I sogni vanno sempre verso il cielo perché sono troppo leggeri per restare ancorati a terra.
Tutte le notti un principe sognava, sul balcone del palazzo spingeva gli occhi oltre la sua immaginazione, voleva cercare il senso di ciò che aveva intorno a sé.

Erano anni che le sue notti si susseguivano, una dopo l'altra, accompagnate solo dal meraviglioso canto di un allodola che un allodola non era. La quale, chiusa in gabbia allietava le improduttive ore del giovane sognatore, sempre più triste poiché le sue ricerche fino allora erano state vane.

Finché...
Quella notte i sogni del principe si levavano verso un cielo stellato, dove la pallida luna a forma di falce si poggiava leggera sul fianco della collina. Il gracidare delle rane echeggiava nell'atmosfera fresca della notte, spezzando di tanto in tanto il profondo silenzio che avvolgeva come un velo l'aria circostante. Sul balcone del palazzo il principe, vestito di finissimi abiti di lino, scrutava l'orizzonte. Anche se, in verità, la sua mente era persa in quei tanto leggiadri sogni che, come l'acqua che evapora da uno stagno, si libravano verso il cielo.
Ascoltava come ogni sera il bel canto che l'aveva accompagnato per tutte quelle notti insonni, si voltò verso la gabbia, si sentì improvvisamente triste. Perché costringeva quella bellissima creatura dotata di ali ad una vita reclusa in quella gabbia d'oro?Oh quanto invidiava quelle ali, quanto avrebbe voluto averle anche lui per volare verso il cielo, fino a toccare le stelle, fino a cavalcare la meravigliosa luna. Provò una tristezza infinita perché anche lui era chiuso in una prigione aurea, perché la sua mente così brillante non si riusciva a librarsi verso la notte, perché era inesorabilmente costretto a vivere la sua vita ancorato a terra.
Rientrò nella sua stanza, aprì la gabbietta e porse la sua mano all'allodola che allodola non era. Essa ghermì le dita gentilmente concesse a lei, con le piccole zampette e, condotta sul balcone spiccò un volo leggiadro verso la luna.
l principe sospirò, aveva lasciato andare l'unica creatura che capiva le sue pene...
la vide allontanarsi, battito d'ali dopo battito d'ali finché non accadde qualcosa che non avrebbe potuto immaginare neanche nei suoi più reconditi sogni: la livrea dell'allodola che allodola non era si trasformò in una torcia di fuoco e scomparve.

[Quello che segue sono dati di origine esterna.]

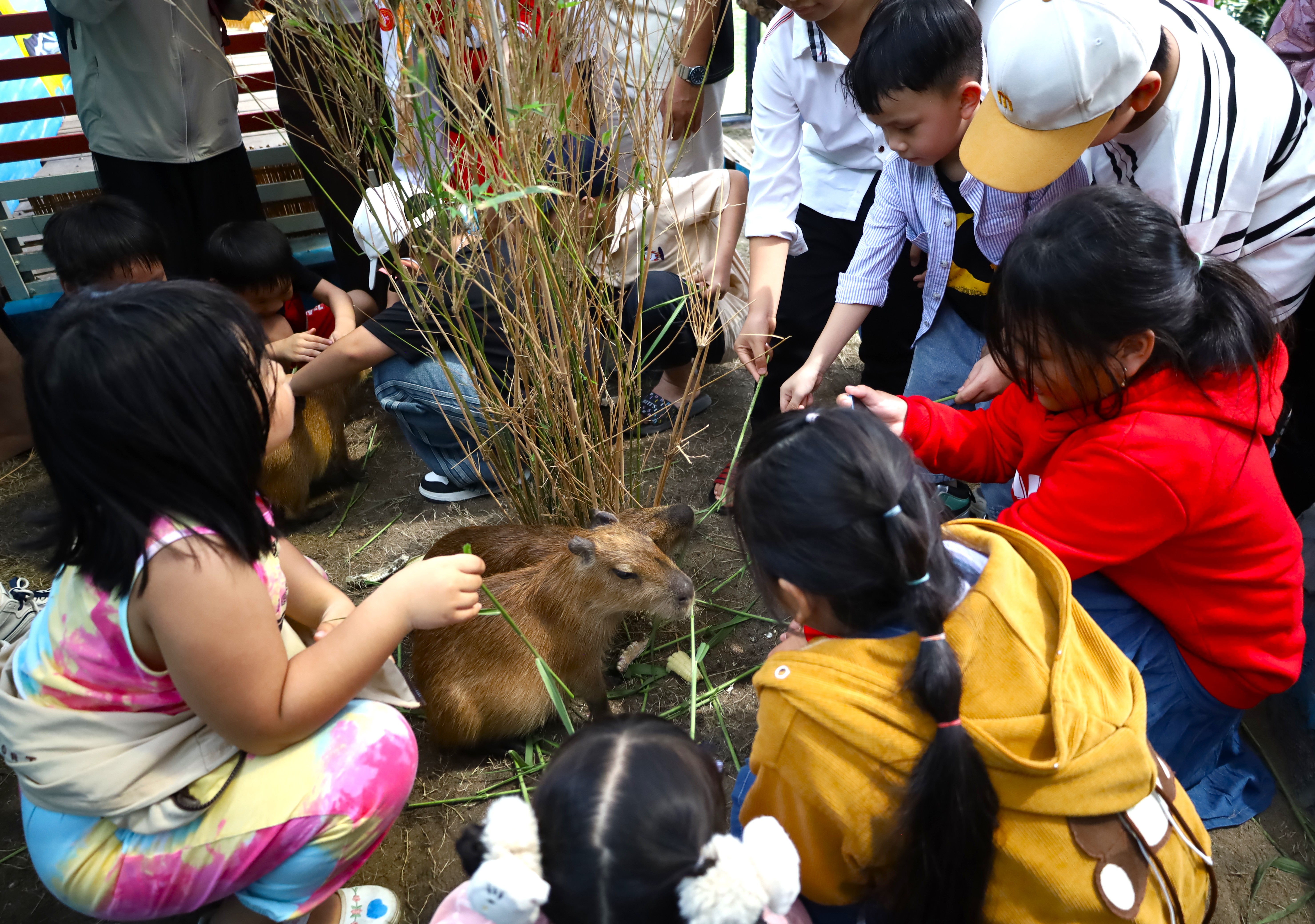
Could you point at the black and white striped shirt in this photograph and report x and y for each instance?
(1231, 153)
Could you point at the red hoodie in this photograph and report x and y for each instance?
(1175, 500)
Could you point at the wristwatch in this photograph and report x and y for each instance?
(696, 76)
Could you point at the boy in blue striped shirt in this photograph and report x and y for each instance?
(917, 76)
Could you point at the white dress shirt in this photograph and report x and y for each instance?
(812, 145)
(911, 206)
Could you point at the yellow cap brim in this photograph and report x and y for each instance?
(1016, 159)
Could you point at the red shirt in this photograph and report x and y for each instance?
(1175, 500)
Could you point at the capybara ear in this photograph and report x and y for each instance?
(583, 547)
(602, 518)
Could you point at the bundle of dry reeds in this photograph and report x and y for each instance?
(484, 91)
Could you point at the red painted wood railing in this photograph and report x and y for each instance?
(58, 107)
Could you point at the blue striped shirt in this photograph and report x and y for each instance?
(911, 204)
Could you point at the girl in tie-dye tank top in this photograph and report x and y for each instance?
(153, 408)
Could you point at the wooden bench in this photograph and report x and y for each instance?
(26, 274)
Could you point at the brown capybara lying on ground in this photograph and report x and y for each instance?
(315, 454)
(511, 546)
(479, 680)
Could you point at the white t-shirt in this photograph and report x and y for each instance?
(812, 145)
(1230, 153)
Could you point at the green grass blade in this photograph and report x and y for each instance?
(554, 696)
(739, 444)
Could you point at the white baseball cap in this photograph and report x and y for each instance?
(1057, 70)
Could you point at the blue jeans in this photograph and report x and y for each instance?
(432, 414)
(942, 359)
(1196, 734)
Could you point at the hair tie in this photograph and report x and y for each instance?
(508, 888)
(741, 878)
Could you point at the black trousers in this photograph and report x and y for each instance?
(666, 338)
(187, 200)
(1295, 458)
(808, 296)
(337, 194)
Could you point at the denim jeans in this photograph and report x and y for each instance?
(1196, 734)
(942, 359)
(433, 414)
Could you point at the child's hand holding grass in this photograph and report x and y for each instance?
(892, 409)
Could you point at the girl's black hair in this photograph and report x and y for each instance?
(246, 255)
(916, 45)
(837, 507)
(1105, 263)
(149, 403)
(624, 810)
(90, 241)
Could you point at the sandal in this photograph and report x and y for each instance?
(720, 482)
(658, 414)
(369, 905)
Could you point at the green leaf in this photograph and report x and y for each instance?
(646, 671)
(554, 696)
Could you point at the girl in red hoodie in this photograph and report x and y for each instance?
(1146, 379)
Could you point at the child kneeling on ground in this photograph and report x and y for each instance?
(968, 746)
(1146, 379)
(254, 259)
(629, 825)
(665, 253)
(183, 746)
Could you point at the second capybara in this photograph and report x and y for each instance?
(315, 454)
(510, 546)
(479, 680)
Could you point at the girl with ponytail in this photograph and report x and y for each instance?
(628, 827)
(1145, 383)
(958, 742)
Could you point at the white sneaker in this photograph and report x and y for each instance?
(369, 905)
(440, 490)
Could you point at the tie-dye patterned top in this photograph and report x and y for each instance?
(80, 655)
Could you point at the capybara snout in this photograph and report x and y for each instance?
(479, 679)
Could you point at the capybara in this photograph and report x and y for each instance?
(479, 679)
(315, 454)
(510, 546)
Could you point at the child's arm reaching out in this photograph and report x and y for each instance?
(341, 305)
(206, 616)
(861, 287)
(717, 275)
(299, 349)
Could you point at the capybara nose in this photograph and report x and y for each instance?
(683, 589)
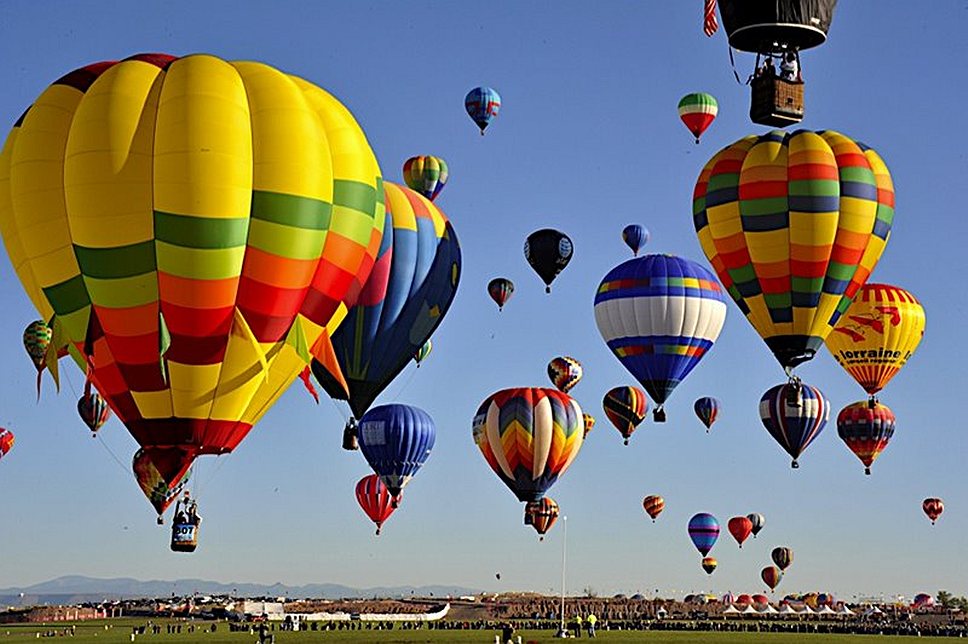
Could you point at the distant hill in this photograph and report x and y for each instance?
(72, 589)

Scosso da ciò che aveva visto, privato della sua unica compagnia e ancora incredulo di fronte a quell'evento si sdraiò nel morbido letto rivestito da ventitré cuscini di seta e s'addormentò.
Sognò lande desolate, immense praterie, fiumi infiniti e piccoli stagni; vette innevate, spiagge dove la finissima sabbia bianca si perde dentro il mare,brezze leggere e venti di tempesta; nebbie fitte nelle quali gli occhi sono solo inutili fardelli e prati in fiore sui quali farfalle colorate battono le loro ali...
Tutto ciò lo avvolse, tutto questo lo allietò, finché una voce portata dalla notte lo destò dal suo vagare.
Un canto armonioso, note divine che potevano essere pronunciate solo da una musa lo condussero al balcone; si affacciò volgendo gli occhi non al cielo questa volta, guardò giù, verso la fontana circolare che formava il fulcro da cui si sviluppavano i fantastici giardini del palazzo.
In mezzo all'acqua,in piedi, irradiata dalla luce degli astri, vi era una fanciulla la cui bellezza andava oltre ogni immaginazione. Ella cantava accompagnandosi con una lira.
Lui la fissò, estasiato, la sua mente era come intorpidita ed i suoi occhi faticavano a credere a ciò che stavano vedendo.
La fanciulla alzò gli occhi verso di lui, poggiò la lira sull'orlo dell'acqua, questa rimase inspiegabilmente dritta, sospesa sopra di essa e continuando ad emettere quell'onirico suono.
Il principe credette di avere davanti agli occhi Venere in persona, poiché ella si librò dal pelo dell'acqua e levitò avvicinandosi all'orlo del balcone a quasi dieci metri da terra.
Si avvicinò al principe ed indicò un punto verso l'orizzonte.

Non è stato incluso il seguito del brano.